Kepala Departemen Literasi, Inklusi Keuangan, dan Komunikasi OJK Aman Santosa menjelaskan, pemisahan UUS ini merupakan amanat dari Undang-Undang Nomor 4 Tahun 2023 tentang Pengembangan dan Penguatan Sektor Keuangan (P2SK). UU ini mengatur kewajiban bagi lembaga jasa keuangan yang memiliki UUS untuk memisahkan UUS setelah memenuhi persyaratan tertentu yang ditetapkan OJK.
”Dengan keluarnya dua POJK ini diharapkan pemisahan UUS dapat terlaksana dengan baik sehingga tercipta industri lembaga jasa keuangan syariah yang dapat tumbuh secara berkelanjutan,” ujar Aman dalam keterangannya, Jumat (21/7/2023).
Untuk memisahkan UUS di industri penjaminan, terdapat beberapa persyaratan yang harus dipenuhi.

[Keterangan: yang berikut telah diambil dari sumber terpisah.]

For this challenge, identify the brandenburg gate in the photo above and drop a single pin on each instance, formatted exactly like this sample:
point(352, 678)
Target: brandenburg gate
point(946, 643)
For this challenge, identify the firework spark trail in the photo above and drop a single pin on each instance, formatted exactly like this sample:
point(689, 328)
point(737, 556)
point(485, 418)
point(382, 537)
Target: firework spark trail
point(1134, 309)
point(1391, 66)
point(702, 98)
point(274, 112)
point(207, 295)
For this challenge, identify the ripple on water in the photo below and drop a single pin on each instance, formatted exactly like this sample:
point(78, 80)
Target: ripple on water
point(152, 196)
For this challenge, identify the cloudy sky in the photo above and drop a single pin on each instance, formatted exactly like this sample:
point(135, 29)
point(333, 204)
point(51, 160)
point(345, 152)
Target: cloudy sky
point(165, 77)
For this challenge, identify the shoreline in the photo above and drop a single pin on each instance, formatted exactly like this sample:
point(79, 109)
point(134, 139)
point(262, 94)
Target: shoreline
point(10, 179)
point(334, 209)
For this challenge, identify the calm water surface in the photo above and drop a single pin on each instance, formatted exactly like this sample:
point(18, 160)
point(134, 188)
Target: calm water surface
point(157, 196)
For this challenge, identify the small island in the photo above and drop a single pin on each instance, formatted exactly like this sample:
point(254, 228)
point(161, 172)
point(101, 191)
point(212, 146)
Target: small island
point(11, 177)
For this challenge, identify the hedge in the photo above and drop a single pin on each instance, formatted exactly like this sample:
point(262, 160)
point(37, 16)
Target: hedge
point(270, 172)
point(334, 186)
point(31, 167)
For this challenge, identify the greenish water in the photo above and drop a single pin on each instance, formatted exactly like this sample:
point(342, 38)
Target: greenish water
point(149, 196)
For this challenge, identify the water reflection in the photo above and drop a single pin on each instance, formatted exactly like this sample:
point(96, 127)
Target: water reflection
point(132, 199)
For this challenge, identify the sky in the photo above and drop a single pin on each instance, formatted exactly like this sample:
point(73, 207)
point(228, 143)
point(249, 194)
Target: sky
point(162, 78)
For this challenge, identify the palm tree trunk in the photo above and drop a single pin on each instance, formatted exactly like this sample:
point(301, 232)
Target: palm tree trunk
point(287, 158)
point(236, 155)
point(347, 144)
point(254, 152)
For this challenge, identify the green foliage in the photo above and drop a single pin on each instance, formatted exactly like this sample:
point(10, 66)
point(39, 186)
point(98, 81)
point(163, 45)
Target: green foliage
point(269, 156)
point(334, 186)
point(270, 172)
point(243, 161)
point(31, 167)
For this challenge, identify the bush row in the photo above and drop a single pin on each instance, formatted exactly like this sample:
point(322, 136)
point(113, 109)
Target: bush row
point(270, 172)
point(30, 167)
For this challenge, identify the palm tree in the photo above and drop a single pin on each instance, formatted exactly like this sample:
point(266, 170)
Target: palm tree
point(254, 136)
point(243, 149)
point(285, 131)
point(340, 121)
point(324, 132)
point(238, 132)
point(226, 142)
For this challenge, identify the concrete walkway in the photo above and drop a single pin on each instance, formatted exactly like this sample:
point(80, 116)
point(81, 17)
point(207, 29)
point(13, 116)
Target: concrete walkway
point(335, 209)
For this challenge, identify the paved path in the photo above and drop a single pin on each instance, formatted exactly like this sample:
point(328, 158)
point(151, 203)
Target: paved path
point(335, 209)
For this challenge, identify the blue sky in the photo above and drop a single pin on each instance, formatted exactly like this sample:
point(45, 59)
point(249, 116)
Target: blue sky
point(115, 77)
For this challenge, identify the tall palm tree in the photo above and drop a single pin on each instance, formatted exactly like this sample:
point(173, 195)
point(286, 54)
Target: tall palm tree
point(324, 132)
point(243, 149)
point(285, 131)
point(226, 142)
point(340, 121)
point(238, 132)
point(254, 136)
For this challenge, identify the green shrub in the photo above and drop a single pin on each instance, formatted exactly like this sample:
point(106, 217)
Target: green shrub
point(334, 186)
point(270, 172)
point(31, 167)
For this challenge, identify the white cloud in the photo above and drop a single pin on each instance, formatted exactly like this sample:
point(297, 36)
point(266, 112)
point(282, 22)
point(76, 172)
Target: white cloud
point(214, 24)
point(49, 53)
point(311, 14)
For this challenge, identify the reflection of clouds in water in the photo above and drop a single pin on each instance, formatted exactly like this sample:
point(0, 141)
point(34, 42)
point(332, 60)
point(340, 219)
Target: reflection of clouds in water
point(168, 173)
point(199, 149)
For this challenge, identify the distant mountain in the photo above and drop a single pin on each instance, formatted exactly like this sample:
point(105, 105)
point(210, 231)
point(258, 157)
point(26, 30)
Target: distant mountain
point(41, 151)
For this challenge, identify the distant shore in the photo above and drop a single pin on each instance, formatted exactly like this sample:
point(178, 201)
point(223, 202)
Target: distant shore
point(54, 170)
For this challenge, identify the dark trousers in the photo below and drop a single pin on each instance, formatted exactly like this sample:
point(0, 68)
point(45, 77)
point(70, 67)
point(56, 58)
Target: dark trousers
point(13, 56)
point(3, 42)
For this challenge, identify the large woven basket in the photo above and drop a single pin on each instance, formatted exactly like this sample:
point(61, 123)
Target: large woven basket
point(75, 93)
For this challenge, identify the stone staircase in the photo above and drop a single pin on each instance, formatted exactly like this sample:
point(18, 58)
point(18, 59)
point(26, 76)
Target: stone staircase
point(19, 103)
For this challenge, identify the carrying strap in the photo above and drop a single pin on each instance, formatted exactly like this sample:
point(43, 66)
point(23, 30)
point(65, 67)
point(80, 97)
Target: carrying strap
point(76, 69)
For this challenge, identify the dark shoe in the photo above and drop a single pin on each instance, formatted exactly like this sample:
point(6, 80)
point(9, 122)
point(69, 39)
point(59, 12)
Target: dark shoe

Nilai aset UUS perusahaan penjaminan telah mencapai paling sedikit 50 persen dari total aset induknya. Selain itu, ekuitas minimum UUS untuk lingkup kabupaten/kota mencapai Rp 25 miliar, lingkup provinsi Rp 50 miliar, dan lingkup nasional sebesar Rp 100 miliar.
Guna memisahkan UUS di industri penjaminan, ada beberapa persyaratan yang harus dipenuhi. Demikian pula di industri asuransi dan reasuransi.
Sementara itu, untuk pemisahan UUS di industri asuransi dan reasuransi bisa dilakukan bila nilai dana tabarru’ dan dana investasi peserta unit syariah telah mencapai paling sedikit 50 persen dari total nilai dana asuransi, dana tabarru’ dan dana investasi peserta pada perusahaan induknya. Selain itu, ekuitasnya minimal harus Rp 100 miliar untuk unit syariah perusahaan asuransi dan Rp 200 miliar untuk unit syariah perusahaan reasuransi.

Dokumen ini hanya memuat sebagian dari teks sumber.